Who Was Brezhnev and What Did He Stand For?

EXTRACT: Orlando Figes, Revolutionary Russia, 1891-1991 (Pelican, 2014), pp. 370-72.

Brezhnev emerged as primer inter pares of the colourless regime that replaced Khrushchev. Politburo decisions were reached collectively and names were listed alphabetically to restore the appearance of collective leadership. Yet slowly Brezhnev became dominant. He was a creature of the system, a grey and mediocre functionary rather than a revolutionary, although once in power he developed a colourful taste for luxury cars, natty suits, hunting parties and a lifestyle more appropriate for the playboys of the Western world.

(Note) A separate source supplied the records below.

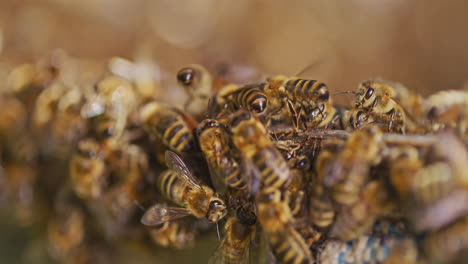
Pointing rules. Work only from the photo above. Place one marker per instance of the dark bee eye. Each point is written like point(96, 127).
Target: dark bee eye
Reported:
point(186, 76)
point(369, 93)
point(107, 132)
point(215, 204)
point(259, 105)
point(302, 163)
point(239, 118)
point(432, 113)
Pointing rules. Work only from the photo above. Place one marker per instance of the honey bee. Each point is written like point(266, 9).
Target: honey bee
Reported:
point(311, 97)
point(353, 220)
point(215, 144)
point(177, 234)
point(367, 249)
point(115, 98)
point(180, 187)
point(88, 172)
point(321, 208)
point(234, 248)
point(170, 125)
point(198, 83)
point(348, 173)
point(249, 97)
point(259, 155)
point(447, 109)
point(375, 102)
point(66, 232)
point(276, 220)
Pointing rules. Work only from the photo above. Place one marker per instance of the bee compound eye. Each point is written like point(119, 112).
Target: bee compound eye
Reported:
point(236, 120)
point(369, 93)
point(186, 76)
point(259, 105)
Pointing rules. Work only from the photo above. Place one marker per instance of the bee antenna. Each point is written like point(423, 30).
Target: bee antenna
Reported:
point(139, 205)
point(217, 230)
point(353, 92)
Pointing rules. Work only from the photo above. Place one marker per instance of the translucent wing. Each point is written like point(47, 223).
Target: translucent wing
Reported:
point(218, 256)
point(160, 213)
point(175, 163)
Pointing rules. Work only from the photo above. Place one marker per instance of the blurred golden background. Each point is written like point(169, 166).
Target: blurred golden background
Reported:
point(421, 43)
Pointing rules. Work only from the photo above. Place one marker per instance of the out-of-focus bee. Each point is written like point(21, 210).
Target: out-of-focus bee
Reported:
point(447, 245)
point(215, 143)
point(354, 219)
point(177, 234)
point(170, 125)
point(448, 109)
point(248, 97)
point(276, 220)
point(198, 83)
point(179, 186)
point(321, 210)
point(310, 98)
point(428, 192)
point(57, 117)
point(365, 249)
point(259, 155)
point(234, 248)
point(348, 173)
point(88, 172)
point(66, 228)
point(115, 99)
point(120, 200)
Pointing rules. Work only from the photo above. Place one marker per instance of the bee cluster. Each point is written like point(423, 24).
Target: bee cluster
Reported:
point(98, 157)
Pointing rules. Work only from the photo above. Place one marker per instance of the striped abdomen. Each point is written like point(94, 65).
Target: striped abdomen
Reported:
point(232, 173)
point(175, 133)
point(273, 168)
point(171, 187)
point(251, 98)
point(321, 207)
point(237, 242)
point(290, 247)
point(306, 90)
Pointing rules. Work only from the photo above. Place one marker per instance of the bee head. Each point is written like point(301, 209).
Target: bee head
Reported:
point(366, 94)
point(216, 210)
point(259, 104)
point(188, 76)
point(239, 117)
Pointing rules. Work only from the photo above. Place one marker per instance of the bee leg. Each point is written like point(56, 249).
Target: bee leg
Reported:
point(293, 115)
point(392, 117)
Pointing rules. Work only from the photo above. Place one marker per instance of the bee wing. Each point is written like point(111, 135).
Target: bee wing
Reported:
point(252, 174)
point(218, 256)
point(175, 163)
point(159, 214)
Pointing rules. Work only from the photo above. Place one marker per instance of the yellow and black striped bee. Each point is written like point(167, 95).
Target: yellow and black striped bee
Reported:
point(260, 158)
point(354, 219)
point(88, 172)
point(179, 234)
point(375, 103)
point(234, 248)
point(180, 187)
point(170, 125)
point(215, 143)
point(348, 173)
point(448, 109)
point(248, 97)
point(198, 83)
point(310, 99)
point(276, 220)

Like so many apparatchiks suddenly promoted to the higher Party ranks during Stalin's purges and the war, he had more practical than intellectual capacities. He was good at building political alliances and patron-client networks of mutual support. He had extensive patronage among the regional Party leaders, many of them comrades from the 1930s when he had risen from the factory floor to the First Party Secretary in Dnepropetrovsk. No other Politburo member had such influence. But all the major players - Alexei Kosygin (Chairman of the Council of Ministers), Mikhail Suslov (the Party's ideologist), Alexander Shelepin (sometime head of the KGB and leading Stalinist) and Ivan Kapitonov (in the Moscow apparatus) - had their clientèle networks in the lower Party organizations. The Brezhnev system was a coalition of Politburo oligarchs. What united them was the preservation of the status quo. They wanted to prevent the shake-up of the Party that Khrushchev had begun, to restore a stable system of administration that would keep them at the top. They were from an older generation than the Party reformers inspired by the Twentieth Party Congress and the Khrushchev Thaw. As long as Brezhnev was in power, the Party's leaders were allowed to grow old in their posts. The average age of the Politburo rose from sixty in 1964 to over seventy in 1982. This was a gerontocracy whose only ideology was to make things stay the same. Brezhnev gave a name to this conservative idea, 'Mature Socialism', the absurd doctrine that a socialist society had been successfully created and that all that was now needed was to consolidate its gains, which he invoked when he introduced the 1977 'Brezhnev Constitution', the third and last of the Soviet regime. But at sixty years Soviet socialism was older than mature. It was at retirement age.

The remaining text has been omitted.